To help prolong the battery's life and protect it from permanent harm, companies usually add buffers that act as upper and lower limits on the state of charge. For instance, if you use a battery management IC that is only 5% accurate, the cell can only be charged up to 95% and discharged to 5% to guarantee the cell is never inadvertently overcharged or undercharged. Replenishing the battery to 99% or more could lead to a failure, and depleting it to 1% or less could damage the cells in ways that are impossible to undo, reducing capacity. But in this example, these "margins" leave around 10% of unusable battery capacity on the table.
If you can measure the battery's state of charge and then charge it more accurately, you can safely reduce the margins, giving the smartphone or other device more usable capacity. That ends up increasing runtime.
Analog Devices said the integrated fuel gauge can measure the state of charge up to 40% more accurately than its previous generation. The chip takes cell aging, temperature, and discharge rate into account while reporting the state of charge in milliampere-hours (mAh) or percentage in a range of operating conditions.

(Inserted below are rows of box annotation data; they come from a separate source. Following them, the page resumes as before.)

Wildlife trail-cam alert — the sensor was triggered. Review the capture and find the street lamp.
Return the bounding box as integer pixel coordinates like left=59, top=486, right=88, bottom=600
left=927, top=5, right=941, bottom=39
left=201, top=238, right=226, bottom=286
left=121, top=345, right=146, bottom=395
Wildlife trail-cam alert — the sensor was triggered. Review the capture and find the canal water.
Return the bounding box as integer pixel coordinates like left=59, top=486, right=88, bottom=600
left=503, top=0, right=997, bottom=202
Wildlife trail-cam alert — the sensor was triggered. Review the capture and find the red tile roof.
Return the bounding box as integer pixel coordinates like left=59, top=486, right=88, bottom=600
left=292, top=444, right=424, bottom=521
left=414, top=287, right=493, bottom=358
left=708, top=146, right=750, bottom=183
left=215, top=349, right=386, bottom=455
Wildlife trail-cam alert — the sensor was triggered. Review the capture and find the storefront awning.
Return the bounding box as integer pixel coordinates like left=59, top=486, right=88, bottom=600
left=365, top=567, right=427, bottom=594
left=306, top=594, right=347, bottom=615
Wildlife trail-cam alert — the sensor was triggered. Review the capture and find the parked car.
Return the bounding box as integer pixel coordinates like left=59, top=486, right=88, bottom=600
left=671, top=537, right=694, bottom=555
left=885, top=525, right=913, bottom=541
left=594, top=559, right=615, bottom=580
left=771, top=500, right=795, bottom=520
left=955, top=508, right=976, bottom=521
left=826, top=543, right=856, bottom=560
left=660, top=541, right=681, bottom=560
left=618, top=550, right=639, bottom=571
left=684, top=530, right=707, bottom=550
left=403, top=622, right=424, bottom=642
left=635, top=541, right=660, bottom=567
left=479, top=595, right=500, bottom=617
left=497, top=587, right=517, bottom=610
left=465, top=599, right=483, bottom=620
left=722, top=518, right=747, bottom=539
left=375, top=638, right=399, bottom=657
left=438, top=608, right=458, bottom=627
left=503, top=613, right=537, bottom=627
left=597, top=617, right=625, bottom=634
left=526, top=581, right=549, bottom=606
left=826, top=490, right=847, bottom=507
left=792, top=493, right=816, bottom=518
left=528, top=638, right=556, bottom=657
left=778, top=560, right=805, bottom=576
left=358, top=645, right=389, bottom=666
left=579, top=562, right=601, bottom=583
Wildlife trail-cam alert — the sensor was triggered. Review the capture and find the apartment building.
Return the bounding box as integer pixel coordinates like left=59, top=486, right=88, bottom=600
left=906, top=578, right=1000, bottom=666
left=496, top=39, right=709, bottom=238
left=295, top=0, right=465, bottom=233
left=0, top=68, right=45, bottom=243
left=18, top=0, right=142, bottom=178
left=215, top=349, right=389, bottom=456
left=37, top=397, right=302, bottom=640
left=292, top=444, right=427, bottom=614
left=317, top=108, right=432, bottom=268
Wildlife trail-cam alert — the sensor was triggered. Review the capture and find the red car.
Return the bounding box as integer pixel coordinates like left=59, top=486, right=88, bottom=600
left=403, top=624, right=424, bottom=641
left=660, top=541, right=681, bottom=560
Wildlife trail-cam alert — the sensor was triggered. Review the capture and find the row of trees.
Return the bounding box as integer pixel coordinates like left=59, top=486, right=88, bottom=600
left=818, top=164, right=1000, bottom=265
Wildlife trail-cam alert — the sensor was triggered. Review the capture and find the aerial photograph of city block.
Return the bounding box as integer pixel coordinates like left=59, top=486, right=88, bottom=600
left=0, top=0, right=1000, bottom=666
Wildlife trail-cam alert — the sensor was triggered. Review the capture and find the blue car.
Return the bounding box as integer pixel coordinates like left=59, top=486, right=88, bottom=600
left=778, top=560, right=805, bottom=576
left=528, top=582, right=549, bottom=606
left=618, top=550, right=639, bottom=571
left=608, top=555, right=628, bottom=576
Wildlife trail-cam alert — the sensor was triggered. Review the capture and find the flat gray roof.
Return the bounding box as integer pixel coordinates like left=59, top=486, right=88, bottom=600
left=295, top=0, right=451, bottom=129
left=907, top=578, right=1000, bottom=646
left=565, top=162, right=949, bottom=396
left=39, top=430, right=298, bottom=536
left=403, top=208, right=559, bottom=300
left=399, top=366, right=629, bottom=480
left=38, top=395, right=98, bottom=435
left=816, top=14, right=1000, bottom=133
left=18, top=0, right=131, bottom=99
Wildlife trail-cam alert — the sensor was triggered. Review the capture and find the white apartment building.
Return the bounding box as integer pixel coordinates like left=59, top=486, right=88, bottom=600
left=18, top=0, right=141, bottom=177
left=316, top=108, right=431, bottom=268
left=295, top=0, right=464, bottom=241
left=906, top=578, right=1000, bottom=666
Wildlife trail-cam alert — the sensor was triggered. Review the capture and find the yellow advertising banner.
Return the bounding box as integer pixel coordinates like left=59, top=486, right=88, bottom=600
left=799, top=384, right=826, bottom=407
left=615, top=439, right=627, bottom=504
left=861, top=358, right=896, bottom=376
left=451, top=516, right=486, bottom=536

The chip not only reports voltage, but it can also serve as a coulomb counter to measure the cell's current.
Analog Devices said that it supports 20% more accurate charging than its previous generation. To make sure the battery cell is as full as possible, the MAX17330 supports a greater "top-off" charge that pumps additional current into the cell on top of the primary charging cycle, allowing the battery to last longer per charge.
The chip pumps out charging currents of 1mA to 500mA with 1% accuracy from a 5V power supply to refill the battery cells in wireless headphones, medical or fitness devices, and other space-constrained gadgets. Analog Devices said that it also delivers a configurable charge voltage of 3.6V to 4.8V with 0.2% accuracy.
The battery management chip can also be attached to battery packs of more than 1000 mA, with several cells that are physically separated to better distribute their weight. These types of batteries are frequently used in foldable smartphones, tablets, or other dual-screen devices as well as augmented reality glasses.
That poses unique challenges while charging, as both sides of the battery can have unequal impedances and different capacities and initial states. Analog Devices said the new chip can address the challenge by independently charging the cells. It also prevents cross-charging for these types of batteries and reduces dropout. Other improvements in the battery management IC help keep devices cool by dampening heat.
The chip also contains safeguards against over- and under-voltage, over-current, short-circuit, over- and under-temperature, and overcharge conditions. Using the high-side FETs, the chip supports self-discharge protection to keep the battery within safe conditions that prolong the life of the cell. The chip can withstand sudden surges in voltage or short-circuits that can have harsh consequences on the battery cell's health.
Another feature is that it can monitor internal cell self-discharge hazards, according to Analog Devices.
The chip is not power-hungry itself. The chip only consumes 28µA while active and 21 µA while hibernating. With the FETs disabled and the system shut down, it only expends a maximum of 0.5 µA, the vendor said.
The chip is housed in a 1.9- by 2.5-mm wafer-level package (WLP) and costs $2.25 in orders of 1,000 units.